Siobhan has always loved to have her chin and throat rubbed and does not mind having her halter handled.  This photo was taken Nov. 9, 2011 when she was a year old.  I'm convinced that early habituation has made us able to turn her loose for weeks at a time, then walk up to her and put on a halter.

A naturally good temperament, regular early training and periodic reinforcement work have combined to turn Siobhan into a family milk cow that is easy to handle and lead anywhere.

We're continuing the tradition with Macree, her 2013 heifer.  Macree just followed me into the stanchion yesterday, with only a little urging from the lead rope, and stood there eating hay until I pushed her out!  She hasn't been in the milking parlor since I weaned her in February, but she has good memories of getting fed in there--and a habit of going where she's being led.

That's one reason I'm a fan of early halter training!


  1. Susan, I hopped over from your Through The Wardrobe blog. So nice to discover this post. What a wonderful informative story and such cute animals. Love all of your pictures, looks like you are keeping VERY busy! :)
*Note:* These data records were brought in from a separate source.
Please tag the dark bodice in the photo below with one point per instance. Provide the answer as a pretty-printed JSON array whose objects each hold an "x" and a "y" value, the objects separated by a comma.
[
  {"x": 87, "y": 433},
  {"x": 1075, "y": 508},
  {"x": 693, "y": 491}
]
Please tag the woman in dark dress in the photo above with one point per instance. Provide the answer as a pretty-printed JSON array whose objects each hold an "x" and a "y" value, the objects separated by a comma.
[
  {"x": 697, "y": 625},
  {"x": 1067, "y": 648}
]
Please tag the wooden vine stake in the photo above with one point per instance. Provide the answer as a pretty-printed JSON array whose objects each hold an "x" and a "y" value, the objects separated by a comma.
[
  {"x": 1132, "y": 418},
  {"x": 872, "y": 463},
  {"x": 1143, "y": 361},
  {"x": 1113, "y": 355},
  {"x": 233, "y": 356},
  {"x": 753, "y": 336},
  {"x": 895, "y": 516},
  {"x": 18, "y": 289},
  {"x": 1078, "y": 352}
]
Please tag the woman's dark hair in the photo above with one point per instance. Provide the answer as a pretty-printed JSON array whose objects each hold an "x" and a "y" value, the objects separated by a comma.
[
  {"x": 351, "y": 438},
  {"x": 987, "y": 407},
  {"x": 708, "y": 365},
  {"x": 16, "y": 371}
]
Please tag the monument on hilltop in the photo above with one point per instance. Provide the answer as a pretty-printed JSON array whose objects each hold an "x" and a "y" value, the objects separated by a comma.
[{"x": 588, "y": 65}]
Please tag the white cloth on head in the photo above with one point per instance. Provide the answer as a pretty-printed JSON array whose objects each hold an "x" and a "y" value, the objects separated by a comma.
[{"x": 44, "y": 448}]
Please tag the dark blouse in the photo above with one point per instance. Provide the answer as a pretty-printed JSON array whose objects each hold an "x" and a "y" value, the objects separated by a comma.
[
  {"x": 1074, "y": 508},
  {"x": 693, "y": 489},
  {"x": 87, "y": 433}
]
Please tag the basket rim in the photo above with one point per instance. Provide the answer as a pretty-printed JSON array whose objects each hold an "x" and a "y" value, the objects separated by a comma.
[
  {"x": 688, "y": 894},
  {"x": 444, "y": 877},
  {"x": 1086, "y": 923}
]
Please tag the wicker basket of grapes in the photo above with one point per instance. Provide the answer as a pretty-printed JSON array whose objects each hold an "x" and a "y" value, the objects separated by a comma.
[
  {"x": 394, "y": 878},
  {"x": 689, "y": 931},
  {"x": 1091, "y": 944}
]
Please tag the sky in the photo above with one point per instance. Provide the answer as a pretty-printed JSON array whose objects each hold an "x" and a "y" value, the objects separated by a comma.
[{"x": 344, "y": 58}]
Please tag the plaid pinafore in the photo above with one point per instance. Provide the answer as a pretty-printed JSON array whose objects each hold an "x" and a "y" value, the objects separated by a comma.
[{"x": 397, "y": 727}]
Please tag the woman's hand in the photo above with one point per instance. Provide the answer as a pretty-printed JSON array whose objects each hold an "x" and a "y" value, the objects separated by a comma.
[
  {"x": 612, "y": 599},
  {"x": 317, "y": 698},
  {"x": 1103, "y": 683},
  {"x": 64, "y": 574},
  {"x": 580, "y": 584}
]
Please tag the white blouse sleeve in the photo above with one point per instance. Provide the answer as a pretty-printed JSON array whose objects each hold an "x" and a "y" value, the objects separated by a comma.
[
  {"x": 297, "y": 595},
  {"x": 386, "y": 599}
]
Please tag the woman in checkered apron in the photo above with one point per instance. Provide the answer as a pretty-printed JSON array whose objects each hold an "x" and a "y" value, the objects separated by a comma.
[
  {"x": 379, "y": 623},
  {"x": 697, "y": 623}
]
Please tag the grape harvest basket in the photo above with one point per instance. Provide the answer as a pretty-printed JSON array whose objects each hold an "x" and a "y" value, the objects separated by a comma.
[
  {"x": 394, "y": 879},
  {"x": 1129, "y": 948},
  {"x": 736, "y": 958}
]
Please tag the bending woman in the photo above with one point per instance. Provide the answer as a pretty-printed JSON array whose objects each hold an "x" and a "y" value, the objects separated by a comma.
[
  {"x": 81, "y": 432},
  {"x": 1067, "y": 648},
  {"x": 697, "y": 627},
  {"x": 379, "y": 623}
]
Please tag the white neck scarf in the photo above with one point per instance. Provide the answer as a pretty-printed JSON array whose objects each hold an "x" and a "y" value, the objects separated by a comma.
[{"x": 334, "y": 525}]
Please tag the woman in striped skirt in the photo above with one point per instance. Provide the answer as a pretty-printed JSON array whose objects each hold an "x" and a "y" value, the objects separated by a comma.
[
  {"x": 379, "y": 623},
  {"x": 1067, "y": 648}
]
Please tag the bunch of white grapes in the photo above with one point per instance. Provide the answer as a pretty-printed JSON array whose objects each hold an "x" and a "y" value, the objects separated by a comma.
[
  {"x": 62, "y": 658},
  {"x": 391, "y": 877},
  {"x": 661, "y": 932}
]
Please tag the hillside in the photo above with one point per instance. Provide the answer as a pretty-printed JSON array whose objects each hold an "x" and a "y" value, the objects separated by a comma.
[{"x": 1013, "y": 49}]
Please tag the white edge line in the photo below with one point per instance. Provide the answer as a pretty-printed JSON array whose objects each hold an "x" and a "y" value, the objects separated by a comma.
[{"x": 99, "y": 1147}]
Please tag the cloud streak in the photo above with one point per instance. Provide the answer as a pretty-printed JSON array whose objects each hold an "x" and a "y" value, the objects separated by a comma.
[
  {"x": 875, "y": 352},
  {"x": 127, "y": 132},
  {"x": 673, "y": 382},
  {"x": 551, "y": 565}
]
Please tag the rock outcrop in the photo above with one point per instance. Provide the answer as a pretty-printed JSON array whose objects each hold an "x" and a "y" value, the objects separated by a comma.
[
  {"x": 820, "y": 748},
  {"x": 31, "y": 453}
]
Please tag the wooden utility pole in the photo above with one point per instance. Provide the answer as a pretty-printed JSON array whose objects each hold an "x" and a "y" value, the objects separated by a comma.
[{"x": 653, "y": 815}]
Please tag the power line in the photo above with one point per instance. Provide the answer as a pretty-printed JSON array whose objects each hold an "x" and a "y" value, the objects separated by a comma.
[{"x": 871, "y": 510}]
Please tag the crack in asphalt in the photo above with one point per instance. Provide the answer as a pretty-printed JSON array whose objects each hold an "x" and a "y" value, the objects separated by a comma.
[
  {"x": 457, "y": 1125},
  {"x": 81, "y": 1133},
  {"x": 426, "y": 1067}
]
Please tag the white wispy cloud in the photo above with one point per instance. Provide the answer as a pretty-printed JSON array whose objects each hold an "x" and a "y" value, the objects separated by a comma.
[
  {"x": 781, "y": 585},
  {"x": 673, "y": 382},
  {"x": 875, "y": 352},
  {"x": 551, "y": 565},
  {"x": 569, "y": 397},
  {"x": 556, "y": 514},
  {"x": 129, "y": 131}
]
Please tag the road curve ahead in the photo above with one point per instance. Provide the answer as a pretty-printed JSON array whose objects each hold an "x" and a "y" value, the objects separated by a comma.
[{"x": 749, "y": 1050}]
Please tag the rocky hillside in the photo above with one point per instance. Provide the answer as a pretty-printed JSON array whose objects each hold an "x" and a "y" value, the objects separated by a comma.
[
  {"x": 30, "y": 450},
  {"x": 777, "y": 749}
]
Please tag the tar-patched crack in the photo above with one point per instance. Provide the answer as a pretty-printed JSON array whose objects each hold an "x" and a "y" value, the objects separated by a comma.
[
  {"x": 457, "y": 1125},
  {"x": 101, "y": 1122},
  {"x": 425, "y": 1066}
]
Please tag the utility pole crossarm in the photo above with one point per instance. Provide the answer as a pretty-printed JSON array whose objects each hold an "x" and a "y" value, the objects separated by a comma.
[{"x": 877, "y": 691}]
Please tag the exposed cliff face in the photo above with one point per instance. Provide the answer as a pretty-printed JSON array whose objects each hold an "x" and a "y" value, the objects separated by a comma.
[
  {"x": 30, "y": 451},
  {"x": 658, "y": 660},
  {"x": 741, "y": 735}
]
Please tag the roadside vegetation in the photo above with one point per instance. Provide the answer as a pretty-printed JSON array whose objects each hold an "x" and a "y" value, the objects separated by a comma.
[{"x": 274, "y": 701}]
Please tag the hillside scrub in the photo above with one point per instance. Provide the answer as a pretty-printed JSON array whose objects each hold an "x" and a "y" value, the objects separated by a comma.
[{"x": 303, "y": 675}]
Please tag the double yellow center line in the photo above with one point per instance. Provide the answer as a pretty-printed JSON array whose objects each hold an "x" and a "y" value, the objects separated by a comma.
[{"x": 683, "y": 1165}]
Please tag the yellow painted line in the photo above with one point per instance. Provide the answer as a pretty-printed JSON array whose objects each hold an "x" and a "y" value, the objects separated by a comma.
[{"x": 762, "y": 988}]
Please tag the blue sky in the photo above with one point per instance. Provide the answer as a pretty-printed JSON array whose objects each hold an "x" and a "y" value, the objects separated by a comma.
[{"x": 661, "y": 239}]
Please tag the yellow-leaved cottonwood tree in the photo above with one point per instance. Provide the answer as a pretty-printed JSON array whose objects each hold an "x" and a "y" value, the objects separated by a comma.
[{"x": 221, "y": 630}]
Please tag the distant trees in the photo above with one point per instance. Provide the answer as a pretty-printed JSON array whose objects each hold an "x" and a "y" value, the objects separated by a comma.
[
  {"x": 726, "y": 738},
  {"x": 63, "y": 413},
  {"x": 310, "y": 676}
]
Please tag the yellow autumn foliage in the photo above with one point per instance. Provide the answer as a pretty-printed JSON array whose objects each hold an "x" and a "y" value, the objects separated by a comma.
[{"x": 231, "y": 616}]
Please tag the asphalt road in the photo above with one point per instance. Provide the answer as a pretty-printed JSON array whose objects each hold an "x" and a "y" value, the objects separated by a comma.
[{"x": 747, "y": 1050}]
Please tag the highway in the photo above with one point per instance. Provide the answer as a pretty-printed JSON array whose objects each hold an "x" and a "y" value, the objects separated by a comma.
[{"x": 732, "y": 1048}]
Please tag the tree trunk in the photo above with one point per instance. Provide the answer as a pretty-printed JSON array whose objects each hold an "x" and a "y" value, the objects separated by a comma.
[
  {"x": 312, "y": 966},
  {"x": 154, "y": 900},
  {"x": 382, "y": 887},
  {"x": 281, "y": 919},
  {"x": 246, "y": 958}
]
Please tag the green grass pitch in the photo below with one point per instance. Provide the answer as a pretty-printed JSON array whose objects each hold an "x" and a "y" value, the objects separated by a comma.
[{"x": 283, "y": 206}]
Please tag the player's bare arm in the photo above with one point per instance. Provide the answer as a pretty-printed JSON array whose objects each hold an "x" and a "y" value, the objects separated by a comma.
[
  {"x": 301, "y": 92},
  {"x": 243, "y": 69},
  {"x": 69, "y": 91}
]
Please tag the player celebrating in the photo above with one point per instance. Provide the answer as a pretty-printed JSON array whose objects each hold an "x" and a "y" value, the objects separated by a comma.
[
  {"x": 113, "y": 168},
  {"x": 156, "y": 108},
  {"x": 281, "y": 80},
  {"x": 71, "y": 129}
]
    1. Thanks so much, Janell! I'm glad to see you visited. My poor "Through the Wardrobe" blog is a bit neglected, but what you see on here is my excuse! I just had to run a puppy to the vet this morning after she got her toes wrapped in chicken wire (all is well), and now we're heading out to rectify our mistake of letting the bull in a pasture next to the one where two open heifers are. Oops! Gotta get him back where he was--far from the ladies! See you later!

  2. Wow, Tai was so small at that time! Thanks for the trot down memory lane!

    1. "Trot down memory lane!" LOL! Yes, Tai was so small, and so was Siobhan! It's hard to remember they were ever that small.